Furthermore, the incendiary device must contain a fuel and a quantity of oxidant such that after all of the fuel is reacted, the oxidant concentration within the vessel remains almost unchanged from its original concentration. In addition, the ignition of the incendiary device may cause the formation of particulate matter, such as carbon soot, as a by-product. Unless this possibility can be categorically disregarded, a filter must be positioned immediately upstream of the outlet to avoid clogging the flow control valve located downstream of the outlet.
Other approaches have heated the air or oxidant downstream of its exhaust from the pressurized vessel, and before its being mixed with the fuel. For example, U.S. Pat. No. 4,979,362 at column 4, lines 6-15, discloses a heat exchanger heating oxidant flowing from a pressurized vessel, then combining the heated oxidant with fuel and introducing the mixture into a combustor. U.S. Pat. Nos. 4,777,793 and 4,934,136, the latter being a division of the former, disclose mixing air coming directly from a high pressure tank with air which has been heated by a heat exchanger, then mixing this heated air with fuel and igniting the foregoing mixture in a combustor.

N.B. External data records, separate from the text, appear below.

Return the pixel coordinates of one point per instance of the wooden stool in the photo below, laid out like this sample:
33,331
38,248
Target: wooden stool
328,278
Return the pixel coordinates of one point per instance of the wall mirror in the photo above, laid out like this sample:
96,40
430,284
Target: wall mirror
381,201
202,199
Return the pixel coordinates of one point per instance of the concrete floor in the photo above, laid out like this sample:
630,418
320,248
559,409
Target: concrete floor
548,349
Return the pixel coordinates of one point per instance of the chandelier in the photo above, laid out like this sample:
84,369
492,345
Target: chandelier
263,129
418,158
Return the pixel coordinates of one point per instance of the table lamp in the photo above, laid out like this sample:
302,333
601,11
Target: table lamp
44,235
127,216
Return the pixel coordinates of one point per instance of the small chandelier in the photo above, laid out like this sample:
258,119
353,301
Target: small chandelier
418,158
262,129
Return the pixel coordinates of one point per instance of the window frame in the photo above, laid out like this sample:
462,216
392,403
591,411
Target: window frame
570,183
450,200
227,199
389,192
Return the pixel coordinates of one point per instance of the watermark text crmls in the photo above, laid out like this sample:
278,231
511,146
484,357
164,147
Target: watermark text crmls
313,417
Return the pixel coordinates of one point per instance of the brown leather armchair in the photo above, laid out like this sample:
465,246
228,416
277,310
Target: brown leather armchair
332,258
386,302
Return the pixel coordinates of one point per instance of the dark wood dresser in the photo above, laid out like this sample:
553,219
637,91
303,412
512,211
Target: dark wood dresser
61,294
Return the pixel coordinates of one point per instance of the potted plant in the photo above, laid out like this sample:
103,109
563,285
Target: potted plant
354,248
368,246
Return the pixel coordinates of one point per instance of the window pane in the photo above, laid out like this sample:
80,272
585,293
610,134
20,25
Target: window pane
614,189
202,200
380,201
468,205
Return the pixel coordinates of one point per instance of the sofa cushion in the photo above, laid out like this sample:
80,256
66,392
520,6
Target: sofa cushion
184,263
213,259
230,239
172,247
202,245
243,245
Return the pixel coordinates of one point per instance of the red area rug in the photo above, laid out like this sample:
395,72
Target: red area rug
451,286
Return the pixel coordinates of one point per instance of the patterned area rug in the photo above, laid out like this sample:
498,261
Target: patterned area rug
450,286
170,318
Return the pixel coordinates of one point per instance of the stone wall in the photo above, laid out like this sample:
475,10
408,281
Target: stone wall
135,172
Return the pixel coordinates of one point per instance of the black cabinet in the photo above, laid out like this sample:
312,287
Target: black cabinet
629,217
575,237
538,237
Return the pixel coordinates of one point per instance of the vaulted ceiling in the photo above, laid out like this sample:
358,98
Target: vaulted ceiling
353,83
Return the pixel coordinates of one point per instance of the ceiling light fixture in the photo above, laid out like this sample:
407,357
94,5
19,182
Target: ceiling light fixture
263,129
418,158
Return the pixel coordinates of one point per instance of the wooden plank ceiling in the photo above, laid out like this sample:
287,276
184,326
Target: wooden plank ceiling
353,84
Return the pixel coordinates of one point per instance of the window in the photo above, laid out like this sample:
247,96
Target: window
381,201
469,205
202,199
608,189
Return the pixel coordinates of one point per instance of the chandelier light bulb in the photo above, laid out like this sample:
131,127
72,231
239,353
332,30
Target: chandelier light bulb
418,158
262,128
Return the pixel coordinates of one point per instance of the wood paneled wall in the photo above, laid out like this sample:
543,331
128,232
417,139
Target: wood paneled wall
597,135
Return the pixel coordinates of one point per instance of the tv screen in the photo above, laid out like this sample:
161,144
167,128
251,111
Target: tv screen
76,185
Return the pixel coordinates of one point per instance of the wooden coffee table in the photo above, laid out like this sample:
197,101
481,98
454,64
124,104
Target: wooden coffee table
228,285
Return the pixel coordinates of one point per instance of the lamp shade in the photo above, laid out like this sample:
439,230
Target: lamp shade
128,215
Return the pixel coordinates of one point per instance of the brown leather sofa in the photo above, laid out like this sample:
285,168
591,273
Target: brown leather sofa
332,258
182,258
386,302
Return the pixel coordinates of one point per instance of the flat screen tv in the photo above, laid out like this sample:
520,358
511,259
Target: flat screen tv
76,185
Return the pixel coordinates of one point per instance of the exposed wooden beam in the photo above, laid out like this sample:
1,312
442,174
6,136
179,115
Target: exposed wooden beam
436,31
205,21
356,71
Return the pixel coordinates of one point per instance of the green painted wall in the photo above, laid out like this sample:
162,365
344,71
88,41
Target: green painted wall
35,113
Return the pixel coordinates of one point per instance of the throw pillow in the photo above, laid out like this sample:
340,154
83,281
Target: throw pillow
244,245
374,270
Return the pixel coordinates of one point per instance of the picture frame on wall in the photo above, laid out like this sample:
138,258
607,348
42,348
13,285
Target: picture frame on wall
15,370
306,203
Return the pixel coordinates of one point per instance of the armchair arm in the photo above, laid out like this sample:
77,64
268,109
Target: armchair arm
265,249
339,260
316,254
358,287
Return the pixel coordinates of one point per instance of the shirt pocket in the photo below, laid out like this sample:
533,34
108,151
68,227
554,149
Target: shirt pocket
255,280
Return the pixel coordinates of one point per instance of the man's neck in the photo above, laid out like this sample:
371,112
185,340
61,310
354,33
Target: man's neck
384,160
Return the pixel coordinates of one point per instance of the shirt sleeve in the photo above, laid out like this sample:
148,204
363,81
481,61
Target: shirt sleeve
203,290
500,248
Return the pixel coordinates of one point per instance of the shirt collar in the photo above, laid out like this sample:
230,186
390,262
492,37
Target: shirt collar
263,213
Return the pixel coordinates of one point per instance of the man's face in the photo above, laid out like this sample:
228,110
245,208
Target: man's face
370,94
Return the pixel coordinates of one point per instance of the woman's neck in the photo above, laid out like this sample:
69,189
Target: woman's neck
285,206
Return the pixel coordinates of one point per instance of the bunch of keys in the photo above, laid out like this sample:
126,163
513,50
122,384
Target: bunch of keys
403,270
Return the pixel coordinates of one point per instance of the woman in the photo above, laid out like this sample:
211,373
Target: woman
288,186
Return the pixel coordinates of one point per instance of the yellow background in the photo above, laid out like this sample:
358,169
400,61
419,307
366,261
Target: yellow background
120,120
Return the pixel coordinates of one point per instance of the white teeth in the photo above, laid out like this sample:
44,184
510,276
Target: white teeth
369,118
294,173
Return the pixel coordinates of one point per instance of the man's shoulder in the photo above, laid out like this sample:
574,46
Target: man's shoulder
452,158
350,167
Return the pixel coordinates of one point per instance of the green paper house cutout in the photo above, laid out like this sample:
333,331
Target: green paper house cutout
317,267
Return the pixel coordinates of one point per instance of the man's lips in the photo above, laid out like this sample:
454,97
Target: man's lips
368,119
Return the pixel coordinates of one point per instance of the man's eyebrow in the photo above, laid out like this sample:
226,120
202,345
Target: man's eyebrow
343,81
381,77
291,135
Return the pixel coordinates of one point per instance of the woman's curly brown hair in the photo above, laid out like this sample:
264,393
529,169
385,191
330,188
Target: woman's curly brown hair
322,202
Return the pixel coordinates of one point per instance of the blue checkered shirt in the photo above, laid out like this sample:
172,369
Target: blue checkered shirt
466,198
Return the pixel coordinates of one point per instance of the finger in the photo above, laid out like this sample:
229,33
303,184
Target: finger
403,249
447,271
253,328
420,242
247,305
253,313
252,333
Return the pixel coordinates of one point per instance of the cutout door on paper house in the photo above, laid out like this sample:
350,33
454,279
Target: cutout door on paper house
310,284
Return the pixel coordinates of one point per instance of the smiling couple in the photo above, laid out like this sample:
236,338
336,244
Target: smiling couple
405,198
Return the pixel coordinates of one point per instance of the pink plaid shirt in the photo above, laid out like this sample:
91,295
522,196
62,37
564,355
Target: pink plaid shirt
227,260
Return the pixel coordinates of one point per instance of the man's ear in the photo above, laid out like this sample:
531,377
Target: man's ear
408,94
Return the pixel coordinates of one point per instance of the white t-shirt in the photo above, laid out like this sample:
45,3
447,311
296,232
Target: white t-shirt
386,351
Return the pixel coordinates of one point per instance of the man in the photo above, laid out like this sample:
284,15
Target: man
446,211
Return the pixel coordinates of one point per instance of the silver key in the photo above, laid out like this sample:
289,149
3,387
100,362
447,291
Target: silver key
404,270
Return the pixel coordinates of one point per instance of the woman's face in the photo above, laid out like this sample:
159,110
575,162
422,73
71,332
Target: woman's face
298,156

However, in heating the air or oxidant downstream of the exhaust valve of the pressurized vessel, the foregoing solutions ameliorate only the problem of fuel vaporization being inhibited by mixing the fuel with cold gas. Since the gas contained in the pressurized vessel remains unaffected, heating the downstream gas does not improve the expulsion efficiency for the gas remaining within the vessel. Furthermore, the foregoing approach fails to solve the problems of the hardening of the elastomeric seals and the contraction of the components of the vessel's exhaust valve.
As may be seen from the foregoing, there presently exists a need in the art for an apparatus which warms the gas used in an aircraft's emergency power system, while overcoming the shortcomings, disadvantages and limitations of the prior art. The present invention fulfills this need in the art.